The undersecretary of Defense for Policy, Colin Kahl, told U.S. senators in October that terrorists could have the capability to attack the U.S. homeland from Afghanistan within six months, and perhaps sooner. He was referring to the Afghan branch of the Islamic State. He also said al-Qaeda could attack from Afghanistan within “a year or two.” The chairman of the Joint Chiefs of Staff, Mark Milley, estimated the same thing happening in two to three years. Let’s recall that al-Qaeda, a close ally of the Taliban, is present in over half the provinces of Afghanistan, according to the U.N.

Our withdrawal has raised the threat to America, since the previous Afghan government prevented unfettered access by jihadists.

This was not unforeseen. Milley and the head of Central Command, Gen. Frank McKenzie, have both testified to Congress that they thought 2,500 troops should have been kept in Afghanistan, the same level as in January 2021. McKenzie predicted a withdrawal would lead to a quick collapse, which duly happened, though in days not months. President Biden has denied to ABC News that he received this advice.

Biden has said that he needed to withdraw to avoid having to commit thousands of fresh U.S. troops into the war zone. He is almost alone in this claim because the U.S. and Afghan army was in a stalemate with the Taliban, and no new troops were needed. What the Afghan needed to survive was continued U.S. support, not reinforcements.

Beyond the strategic blunder, the Afghan themselves have suffered immeasurably. Roughly half the population of just under 40 million are estimated to have too little to eat. One million children could die of malnutrition by the end of the year.

In part this is because the U.S. froze Afghanistan’s $10 billion in cash in U.S. banks. This seized up the Afghan banking system, which meant businesses could not get cash to operate, and threw probably hundreds of thousands into unemployment.

Taxes have also plummeted as government offices are starved of employees whom the Taliban hate for their expertise. The value of the local currency has plummeted.

Another reason: The Taliban are deliberately starving ethnic rivals like the Hazara, refusing to allow them to trade in bazaars in their home province of Bamiyan.

But these are only pieces of the story. Afghanistan is a rural country, and the economic paralysis in all areas is probably also caused by fear and uncertainty over Taliban intentions. Markets are frozen because people are afraid to step out of line, and investment of any kind is impossible in a climate of fear.

Human Rights Watch reported that the Taliban are going house to house and arresting and killing former members of the security forces. HRW has documented over 100 examples, but the number is surely much higher.

Girls in most areas of the country are not allowed into secondary school, a practice that harks back to the 1990s Taliban rule. Female university students and teachers have protested at the shut-out, and been beaten for their trouble. Female government employees have mostly been told to stay home. The Taliban says these problems will be solved in time, but because the Taliban have no money to build segregated facilities their assurances are worthless.

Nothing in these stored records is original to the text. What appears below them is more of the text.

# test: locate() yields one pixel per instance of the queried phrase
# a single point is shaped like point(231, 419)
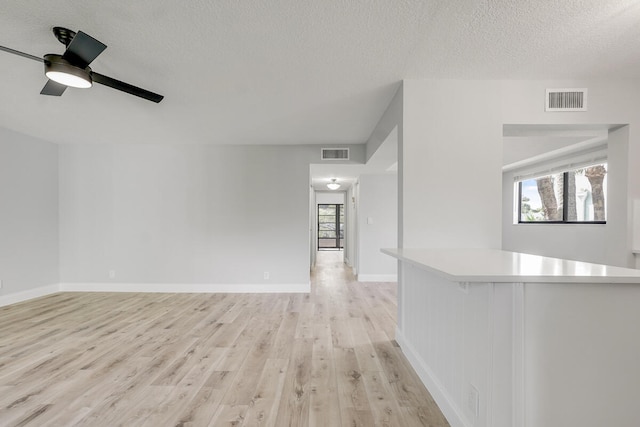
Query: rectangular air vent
point(335, 154)
point(566, 100)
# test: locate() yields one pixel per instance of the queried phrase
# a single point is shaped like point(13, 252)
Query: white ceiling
point(291, 71)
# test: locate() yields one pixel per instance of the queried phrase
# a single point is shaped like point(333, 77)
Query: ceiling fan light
point(60, 71)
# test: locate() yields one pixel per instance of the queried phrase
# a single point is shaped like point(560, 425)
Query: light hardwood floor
point(107, 359)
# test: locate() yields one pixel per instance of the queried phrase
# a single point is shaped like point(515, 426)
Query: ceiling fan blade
point(83, 49)
point(126, 87)
point(25, 55)
point(52, 88)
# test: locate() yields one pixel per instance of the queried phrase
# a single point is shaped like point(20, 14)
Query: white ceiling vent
point(566, 100)
point(335, 154)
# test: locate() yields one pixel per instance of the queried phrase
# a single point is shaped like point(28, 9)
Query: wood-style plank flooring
point(327, 358)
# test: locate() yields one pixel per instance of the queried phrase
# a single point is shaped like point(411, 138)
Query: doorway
point(330, 227)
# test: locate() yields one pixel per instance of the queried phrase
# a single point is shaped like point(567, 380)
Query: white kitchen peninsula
point(504, 339)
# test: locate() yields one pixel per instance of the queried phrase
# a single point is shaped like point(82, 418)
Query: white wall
point(351, 240)
point(610, 102)
point(377, 227)
point(28, 216)
point(450, 164)
point(182, 215)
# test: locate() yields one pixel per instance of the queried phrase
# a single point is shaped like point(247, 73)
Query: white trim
point(28, 294)
point(202, 288)
point(433, 385)
point(377, 277)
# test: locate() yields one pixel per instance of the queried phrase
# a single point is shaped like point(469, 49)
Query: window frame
point(565, 200)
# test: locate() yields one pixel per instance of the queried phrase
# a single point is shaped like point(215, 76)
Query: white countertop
point(492, 265)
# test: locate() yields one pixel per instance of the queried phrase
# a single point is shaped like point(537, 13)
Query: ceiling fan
point(72, 67)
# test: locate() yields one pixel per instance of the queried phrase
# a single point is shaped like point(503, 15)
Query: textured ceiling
point(291, 71)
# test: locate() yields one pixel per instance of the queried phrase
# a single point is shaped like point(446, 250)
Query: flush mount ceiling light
point(333, 185)
point(61, 71)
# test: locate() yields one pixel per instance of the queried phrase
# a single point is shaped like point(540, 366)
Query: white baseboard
point(438, 392)
point(193, 288)
point(28, 294)
point(377, 277)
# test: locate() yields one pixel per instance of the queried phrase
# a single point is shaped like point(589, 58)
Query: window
point(570, 196)
point(330, 226)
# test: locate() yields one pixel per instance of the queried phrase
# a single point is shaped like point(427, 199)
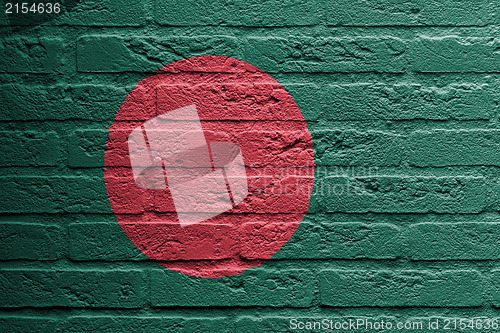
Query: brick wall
point(401, 99)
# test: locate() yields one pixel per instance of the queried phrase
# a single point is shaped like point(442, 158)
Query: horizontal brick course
point(284, 288)
point(401, 288)
point(72, 288)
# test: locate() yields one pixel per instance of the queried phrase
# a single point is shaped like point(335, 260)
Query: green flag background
point(402, 101)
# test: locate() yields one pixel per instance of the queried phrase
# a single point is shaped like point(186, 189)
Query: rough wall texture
point(402, 102)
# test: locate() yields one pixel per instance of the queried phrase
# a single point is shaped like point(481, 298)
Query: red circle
point(238, 103)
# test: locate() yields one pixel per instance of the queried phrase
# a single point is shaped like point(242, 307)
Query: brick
point(31, 241)
point(415, 13)
point(107, 241)
point(404, 101)
point(30, 148)
point(355, 148)
point(30, 324)
point(355, 288)
point(60, 102)
point(101, 241)
point(72, 288)
point(454, 147)
point(325, 241)
point(104, 13)
point(53, 195)
point(308, 98)
point(147, 324)
point(230, 102)
point(400, 194)
point(307, 323)
point(115, 54)
point(330, 54)
point(453, 54)
point(272, 13)
point(87, 148)
point(33, 55)
point(283, 288)
point(453, 241)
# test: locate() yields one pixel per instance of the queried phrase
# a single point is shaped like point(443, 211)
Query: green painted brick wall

The hard fact is that we lost 2,461 U.S. lives in Afghanistan for nothing because President Biden grew sick of the war. He was quoted by Bob Woodward as saying in 2009 that a Taliban takeover would be no bad thing for America.

The U.S. should have kept the 2,500 troops there as the military said, for minimal cost, for as long as it took. Just as American did in Korea and Germany to ensure success. Until the Taliban realized winning was not an option and negotiated with real conviction to salvage a piece of the pie.

Now, having made its mistake, America will have to step up and push massive amounts of aid to Afghanistan through the U.N. and other international agencies, to address a crisis we created. It’s no use arguing about eventually releasing frozen funds, massive aid is required now.

Former CIA Director Bob Gates famously wrote that Joe Biden had been wrong on every major foreign policy issue of the past 40 years. This episode is no different.